14. While playing a live gig at the Bridge House in Canning Town, the band were approached by Daniel Miller, an electronic musician and founder of Mute Records, who was interested in their recording a single for his burgeoning label.
15. The result of this verbal contract was their first single, “Dreaming of Me”, recorded in December 1980 and released in February 1981. It reached number 57 in the UK charts. Encouraged by this, the band recorded their second single, “New Life”, which climbed to number 11 in the UK charts and got them an appearance on Top of the Pops. The band actually went to London by train, dragging their synthesisers all the way to the BBC’s studios.
16. The band’s next single was “Just Can’t Get Enough”. This relentlessly upbeat piece of synthpop became the band’s first UK top ten hit and it remains one of their best known songs.
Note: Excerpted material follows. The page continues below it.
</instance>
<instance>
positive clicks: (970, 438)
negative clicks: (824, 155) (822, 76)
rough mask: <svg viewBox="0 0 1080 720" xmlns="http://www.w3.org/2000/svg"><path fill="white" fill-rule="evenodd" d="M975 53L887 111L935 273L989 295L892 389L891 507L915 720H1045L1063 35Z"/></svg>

17. It was also the first Depeche Mode song to get a music video and is the only one of the band’s videos to feature Vince Clarke. Depeche Mode’s debut album, Speak & Spell, was released in October 1981 and peaked at number ten on the UK album charts.
18. Depeche Mode released their debut album Speak & Spell in 1981, bringing the band onto the British new wave scene. Original band member Vince Clarke (keyboards, guitar, main songwriter from 1980 to 1981), left the band after the release of the album, leaving the band as a trio to record A Broken Frame, released the following year.
19. Gore took over the lead songwriting duties and, later in 1982, Alan Wilder (keyboards, drums, bass guitar, occasional songwriter) officially joined the band to fill Clarke’s spot, establishing a line up that would continue for the next 13 years.
20. Depeche Mode have been a trio again since 1995, when Wilder left.
21. The band’s last albums of the 1980s, Black Celebration and Music for the Masses, established them as a dominant force on the mainstream electronic music scene.
22. A highlight of this era was the band’s concert at the Pasadena Rose Bowl, where they drew a crowd in excess of 70,000 people. In the new decade, Depeche Mode released Violator, a mainstream success.
23. The subsequent album, Songs of Faith and Devotion, and the supporting Devotional Tour exacerbated tensions within the band to the point where Alan Wilder quit in 1995, leading to intense media and fan speculation that the band would split.
24. Now a trio once again, the band released Ultra in 1997, recorded at the height of Gahan’s near-fatal drug abuse, Gore’s alcoholism and seizures, and Fletcher’s depression.
25. The release of Exciter confirmed Depeche Mode’s willingness to remain together, the subsequent, and very successful, Exciter Tour being their first tour in support of an original album in eight years since the Devotional Tour, although the band had toured in 1998 to support The Singles 86–98 compilation album.
26. Depeche Mode have had 50 songs in the UK Singles Chart and thirteen top 10 albums in the UK chart; they have sold over 100 million records worldwide.
27. Q included the band in the list of the “50 Bands That Changed the World!”.
28. Depeche Mode also rank number 98 on VH1’s “100 Greatest Artists of All Time”.